Table : 10-year weight gain is the average amount of weight gained over the previous 10 years, expressed in kg or as a percentage of initial body weight. Means on the same row with different superscript letters (a,b,c,d,e) are significantly different (p<0.05). SE represents the standard error of the mean. Means have been adjusted for differences in race for the women only and men only analyses, and sex and race when the analysis used the entire sample. The mean difference between 10-year weight gain (kg) for those in the 36–39 and 40–49 age categories, using the combined sample, was significant at the p=0.0854 level. Across the five categories of age, the sample size percentages (%) and sample size numbers (n), when combined, were 36–39 years (10.3%, n = 1347), 40–49 years (26.8%, n = 3415), 50–59 years (28.3%, n = 3425), 60–69 years (22.2%, n = 3578), and 70–79 years (12.4%, n = 2037). Because NHANES sample weights were applied to each individual, differences in the sample size of each category should be interpreted based on the percentages (%), not the raw number (n). The sample size percentages (%) can be generalized to the US adult population, but the sample numbers (n) cannot.
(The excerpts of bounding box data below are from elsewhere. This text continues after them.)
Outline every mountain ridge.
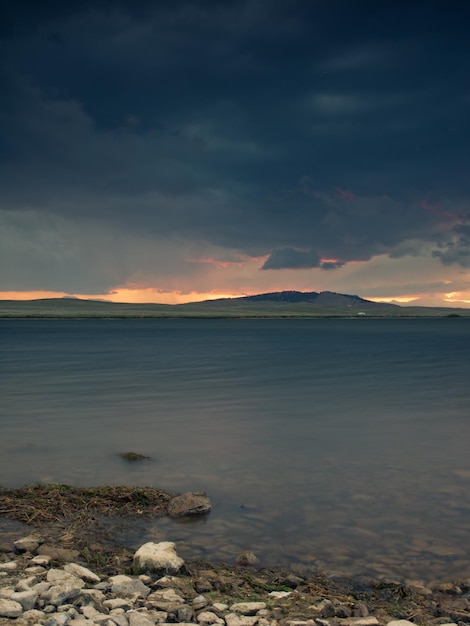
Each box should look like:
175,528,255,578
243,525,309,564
196,290,400,309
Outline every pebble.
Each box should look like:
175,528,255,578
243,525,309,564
0,537,470,626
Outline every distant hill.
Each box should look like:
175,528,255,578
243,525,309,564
198,291,400,309
0,291,470,319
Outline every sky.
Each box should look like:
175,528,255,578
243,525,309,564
0,0,470,307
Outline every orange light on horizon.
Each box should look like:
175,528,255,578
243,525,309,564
0,289,73,300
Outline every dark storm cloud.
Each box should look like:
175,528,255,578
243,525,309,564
0,0,470,288
262,248,320,270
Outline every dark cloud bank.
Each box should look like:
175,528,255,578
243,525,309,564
0,0,470,289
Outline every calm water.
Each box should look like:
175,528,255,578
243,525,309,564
0,319,470,581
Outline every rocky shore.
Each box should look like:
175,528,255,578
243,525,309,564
0,484,470,626
0,533,470,626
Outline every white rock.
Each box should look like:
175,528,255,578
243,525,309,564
10,589,38,611
341,616,382,626
110,609,130,626
148,589,185,604
127,611,155,626
109,574,150,598
225,613,258,626
15,576,38,591
103,598,132,611
230,602,266,615
64,563,101,583
31,554,52,565
21,609,46,624
41,578,85,606
46,568,79,585
33,580,52,595
268,591,292,598
13,535,41,552
0,598,23,617
24,565,46,576
197,611,224,624
0,587,15,600
44,613,70,626
134,541,184,574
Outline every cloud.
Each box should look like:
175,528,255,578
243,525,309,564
261,248,320,270
0,0,470,302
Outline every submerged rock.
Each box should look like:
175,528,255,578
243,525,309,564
168,491,211,517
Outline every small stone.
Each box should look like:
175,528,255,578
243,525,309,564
10,589,38,611
235,550,258,566
13,535,41,554
127,611,155,626
36,543,80,563
64,563,101,583
109,574,150,598
46,568,83,585
44,613,70,626
168,491,211,517
147,589,185,604
436,583,462,596
230,602,266,615
192,596,209,609
225,613,258,626
103,598,132,611
268,591,292,600
176,606,194,622
341,616,378,626
134,541,184,574
0,561,18,572
197,611,224,624
194,578,212,593
0,598,23,617
24,565,46,576
41,578,85,606
21,609,45,624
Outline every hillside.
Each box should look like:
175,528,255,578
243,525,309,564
0,291,470,319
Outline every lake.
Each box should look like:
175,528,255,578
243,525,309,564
0,318,470,581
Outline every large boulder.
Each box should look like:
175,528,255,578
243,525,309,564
168,491,211,517
134,541,184,574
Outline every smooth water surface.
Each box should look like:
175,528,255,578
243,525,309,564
0,318,470,580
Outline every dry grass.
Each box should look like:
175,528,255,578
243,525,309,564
0,484,174,526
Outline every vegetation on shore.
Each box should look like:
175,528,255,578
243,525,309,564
0,483,175,529
0,298,470,319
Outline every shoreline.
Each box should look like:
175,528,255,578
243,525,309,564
0,485,470,626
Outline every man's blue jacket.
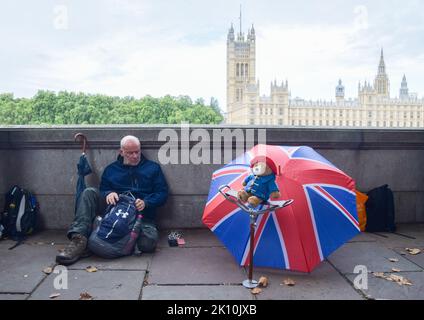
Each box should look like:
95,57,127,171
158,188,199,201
100,155,168,221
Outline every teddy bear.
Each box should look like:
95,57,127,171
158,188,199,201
237,156,281,208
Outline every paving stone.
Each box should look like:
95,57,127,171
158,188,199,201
373,232,424,248
25,230,69,244
68,253,153,270
148,247,245,284
0,244,57,293
393,247,424,269
158,229,223,248
0,293,28,301
347,272,424,300
348,232,378,242
253,261,363,300
29,270,145,300
328,242,421,274
142,285,252,300
396,223,424,240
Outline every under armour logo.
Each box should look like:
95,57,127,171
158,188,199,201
115,209,129,219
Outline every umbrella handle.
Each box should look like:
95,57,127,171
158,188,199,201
74,132,87,153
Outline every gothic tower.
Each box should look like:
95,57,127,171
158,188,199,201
227,17,256,123
336,79,345,102
374,49,390,98
399,75,409,100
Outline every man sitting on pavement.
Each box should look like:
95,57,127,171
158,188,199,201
56,135,168,265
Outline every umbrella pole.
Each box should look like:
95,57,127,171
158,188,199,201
243,213,258,289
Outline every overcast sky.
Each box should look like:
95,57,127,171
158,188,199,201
0,0,424,109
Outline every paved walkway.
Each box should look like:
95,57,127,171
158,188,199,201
0,224,424,300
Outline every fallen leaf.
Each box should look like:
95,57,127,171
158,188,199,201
283,278,296,287
372,272,386,279
258,277,268,288
43,267,53,274
387,274,412,286
79,292,93,300
85,266,97,272
406,248,421,256
250,288,262,294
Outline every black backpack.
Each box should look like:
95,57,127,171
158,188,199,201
1,186,38,244
365,184,396,232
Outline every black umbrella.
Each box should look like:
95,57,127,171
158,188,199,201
75,133,93,210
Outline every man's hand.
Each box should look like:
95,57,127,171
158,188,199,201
135,199,146,211
106,192,119,205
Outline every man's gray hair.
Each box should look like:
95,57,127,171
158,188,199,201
121,135,141,149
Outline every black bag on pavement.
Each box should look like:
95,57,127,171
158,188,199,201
1,186,38,249
365,184,396,232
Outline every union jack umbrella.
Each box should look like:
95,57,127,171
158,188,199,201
202,145,360,272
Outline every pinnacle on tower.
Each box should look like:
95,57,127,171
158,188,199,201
378,48,386,74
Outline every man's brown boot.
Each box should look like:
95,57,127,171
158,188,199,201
56,233,87,266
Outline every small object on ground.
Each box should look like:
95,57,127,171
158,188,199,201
43,267,53,274
283,278,296,287
250,287,262,294
168,231,182,247
258,277,268,288
405,248,421,256
85,266,97,272
373,269,412,286
79,292,93,300
49,293,60,299
372,272,386,279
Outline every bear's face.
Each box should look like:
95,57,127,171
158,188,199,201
252,162,272,176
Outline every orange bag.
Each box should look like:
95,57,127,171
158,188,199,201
355,190,368,232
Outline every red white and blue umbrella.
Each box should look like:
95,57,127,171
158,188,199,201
202,145,360,272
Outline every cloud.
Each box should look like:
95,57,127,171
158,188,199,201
22,29,226,106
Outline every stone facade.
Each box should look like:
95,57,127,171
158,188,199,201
226,25,424,128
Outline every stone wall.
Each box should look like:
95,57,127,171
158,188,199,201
0,125,424,229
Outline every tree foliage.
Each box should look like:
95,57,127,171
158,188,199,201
0,91,223,125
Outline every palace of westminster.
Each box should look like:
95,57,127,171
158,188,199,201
226,25,424,128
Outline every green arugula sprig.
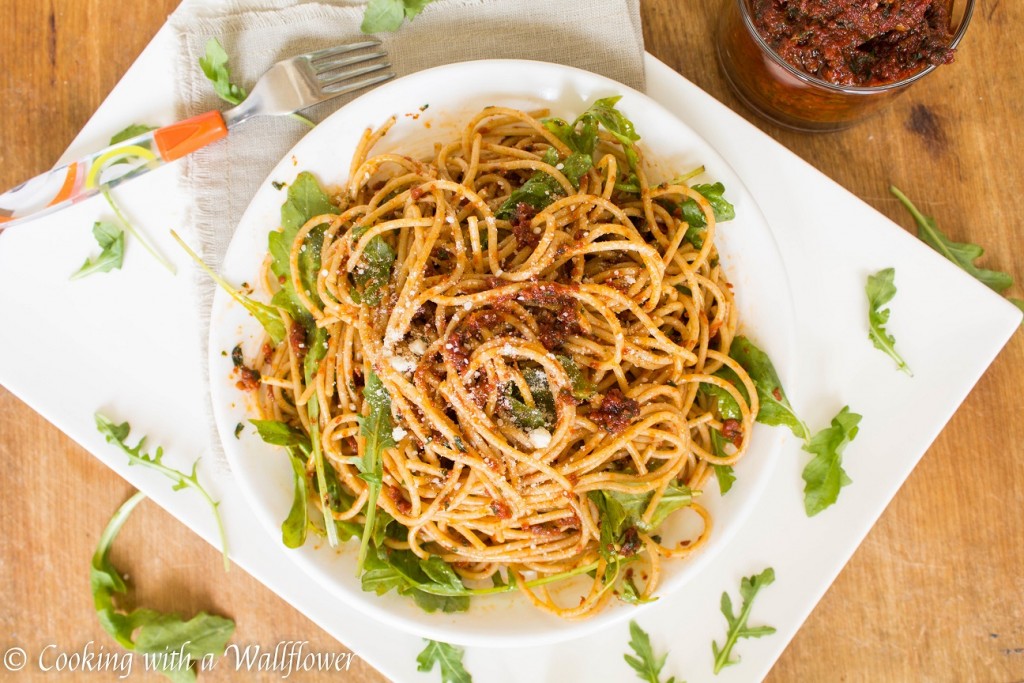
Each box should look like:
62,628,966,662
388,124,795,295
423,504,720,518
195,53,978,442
94,413,230,571
711,567,775,674
71,220,125,280
355,372,397,575
889,185,1024,310
199,38,316,128
171,230,288,344
700,336,861,517
249,420,313,548
89,492,234,683
864,268,913,377
416,640,473,683
803,405,861,517
623,621,685,683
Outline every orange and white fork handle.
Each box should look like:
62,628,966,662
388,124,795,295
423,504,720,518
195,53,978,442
0,112,227,229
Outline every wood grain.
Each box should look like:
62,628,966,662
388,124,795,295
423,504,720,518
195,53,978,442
0,0,1024,683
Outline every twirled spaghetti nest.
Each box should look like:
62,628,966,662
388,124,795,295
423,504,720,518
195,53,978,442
249,102,757,616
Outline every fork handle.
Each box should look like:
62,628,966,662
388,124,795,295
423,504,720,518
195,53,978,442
0,112,227,229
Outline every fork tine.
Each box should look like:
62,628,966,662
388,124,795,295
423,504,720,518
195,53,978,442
324,72,394,95
317,61,391,92
306,40,381,61
312,50,387,76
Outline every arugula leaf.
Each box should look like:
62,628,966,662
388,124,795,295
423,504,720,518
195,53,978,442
267,171,338,330
281,171,338,232
351,234,397,306
557,355,597,400
803,405,861,517
249,417,312,548
199,38,246,104
111,123,157,146
623,620,683,683
416,640,473,683
556,154,594,189
94,413,229,571
503,387,551,430
577,95,640,170
711,567,775,674
641,483,693,531
865,268,913,377
495,162,565,220
171,230,288,344
542,117,597,158
355,371,397,575
89,492,234,681
711,429,736,496
680,182,736,228
889,185,1014,294
698,385,750,420
71,220,125,280
359,548,471,612
249,420,312,453
729,336,810,439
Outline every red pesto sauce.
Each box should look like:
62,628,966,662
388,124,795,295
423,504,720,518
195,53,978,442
752,0,953,86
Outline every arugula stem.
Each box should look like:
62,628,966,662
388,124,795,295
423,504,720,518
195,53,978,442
889,185,954,272
171,229,239,306
306,405,342,548
100,187,176,275
868,325,913,377
96,413,231,571
289,112,316,128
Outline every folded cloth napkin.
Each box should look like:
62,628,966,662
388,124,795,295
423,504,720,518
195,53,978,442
170,0,644,464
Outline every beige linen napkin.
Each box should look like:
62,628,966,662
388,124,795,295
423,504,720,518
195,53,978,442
170,0,644,462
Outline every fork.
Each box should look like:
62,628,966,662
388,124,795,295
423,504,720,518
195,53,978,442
0,40,394,230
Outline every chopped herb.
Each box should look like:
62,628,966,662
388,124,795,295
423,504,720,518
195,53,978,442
95,413,229,571
623,621,683,683
865,268,913,377
89,492,234,681
416,640,473,683
711,567,775,674
71,220,125,280
803,405,861,517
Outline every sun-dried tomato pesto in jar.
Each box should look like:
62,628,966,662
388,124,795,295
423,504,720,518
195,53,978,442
717,0,975,130
752,0,953,86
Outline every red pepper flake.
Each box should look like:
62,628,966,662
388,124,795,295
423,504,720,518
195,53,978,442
387,486,413,515
490,501,512,519
722,420,743,449
589,387,640,434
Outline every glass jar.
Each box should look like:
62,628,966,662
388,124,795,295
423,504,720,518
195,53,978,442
717,0,975,131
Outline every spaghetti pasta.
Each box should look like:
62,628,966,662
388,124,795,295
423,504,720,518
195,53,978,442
245,99,758,617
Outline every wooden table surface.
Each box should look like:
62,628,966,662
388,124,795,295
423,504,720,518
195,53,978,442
0,0,1024,683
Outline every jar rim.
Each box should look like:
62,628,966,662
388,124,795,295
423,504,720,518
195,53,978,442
735,0,975,95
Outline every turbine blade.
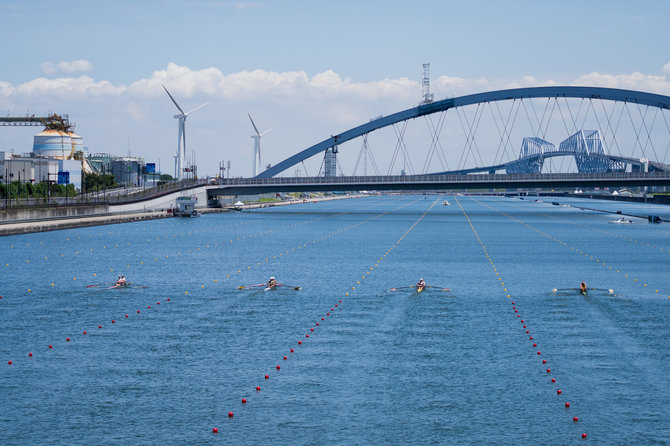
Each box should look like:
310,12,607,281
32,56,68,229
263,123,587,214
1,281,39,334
247,112,260,136
161,84,184,115
186,102,209,116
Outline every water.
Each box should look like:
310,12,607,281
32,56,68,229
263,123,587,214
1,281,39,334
0,195,670,445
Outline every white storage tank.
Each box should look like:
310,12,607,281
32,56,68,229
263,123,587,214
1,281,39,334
67,132,84,153
33,129,72,159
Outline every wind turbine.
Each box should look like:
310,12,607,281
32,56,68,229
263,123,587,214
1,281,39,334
247,112,272,177
161,84,209,181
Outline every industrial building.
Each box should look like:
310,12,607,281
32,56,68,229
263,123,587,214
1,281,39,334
0,114,155,190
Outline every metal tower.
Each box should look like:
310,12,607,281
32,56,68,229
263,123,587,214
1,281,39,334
421,63,433,104
323,146,339,177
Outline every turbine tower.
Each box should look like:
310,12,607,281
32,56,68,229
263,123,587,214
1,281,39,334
161,84,209,181
247,112,272,177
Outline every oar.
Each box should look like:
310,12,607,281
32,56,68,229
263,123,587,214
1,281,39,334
86,282,116,288
389,285,416,291
551,287,614,294
237,283,265,290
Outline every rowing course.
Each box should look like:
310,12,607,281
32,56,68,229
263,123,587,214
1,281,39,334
0,196,670,444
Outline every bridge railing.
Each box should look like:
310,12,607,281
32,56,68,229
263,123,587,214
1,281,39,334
217,172,670,186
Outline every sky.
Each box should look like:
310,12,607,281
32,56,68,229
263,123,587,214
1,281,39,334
0,0,670,176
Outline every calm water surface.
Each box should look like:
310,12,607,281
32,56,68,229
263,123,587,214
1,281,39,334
0,195,670,445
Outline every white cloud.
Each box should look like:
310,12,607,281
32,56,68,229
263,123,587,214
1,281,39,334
10,76,127,100
125,102,151,122
41,59,93,76
571,72,670,95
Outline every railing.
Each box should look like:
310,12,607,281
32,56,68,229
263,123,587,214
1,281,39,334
217,172,670,186
0,180,207,209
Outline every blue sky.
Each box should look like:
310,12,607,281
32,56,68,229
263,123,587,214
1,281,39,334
0,0,670,175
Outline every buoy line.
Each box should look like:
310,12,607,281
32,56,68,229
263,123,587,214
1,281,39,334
212,199,439,434
454,197,586,439
473,199,670,299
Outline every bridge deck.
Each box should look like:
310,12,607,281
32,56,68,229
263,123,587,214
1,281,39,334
208,172,670,196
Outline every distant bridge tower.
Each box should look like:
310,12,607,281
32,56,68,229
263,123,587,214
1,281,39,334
323,146,339,177
421,63,433,104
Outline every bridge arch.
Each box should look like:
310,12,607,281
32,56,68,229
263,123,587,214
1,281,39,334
257,86,670,178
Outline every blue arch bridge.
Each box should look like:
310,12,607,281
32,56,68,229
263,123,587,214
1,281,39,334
210,86,670,195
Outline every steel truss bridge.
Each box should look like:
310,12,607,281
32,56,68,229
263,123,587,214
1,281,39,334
256,86,670,179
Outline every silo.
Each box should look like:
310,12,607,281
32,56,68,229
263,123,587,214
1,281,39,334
33,129,72,159
112,158,140,185
67,132,84,157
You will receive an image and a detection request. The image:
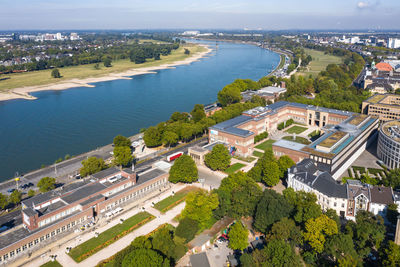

If adults gain the average amount of weight during each decade of adult life, they will have gained more than 45lbs, which would push many of them into the obese category. According to the Department of Health and Human Services and the CDC, 42.4% of US adults are currently living with obesity - up substantially from the 30.5% measured in 2000.

"In roughly 20 years, the prevalence of obesity increased by approximately 40% and severe obesity almost doubled," added Tucker. "By knowing who is more likely to become obese, we can help health care providers and public health officials focus more on at-risk individuals."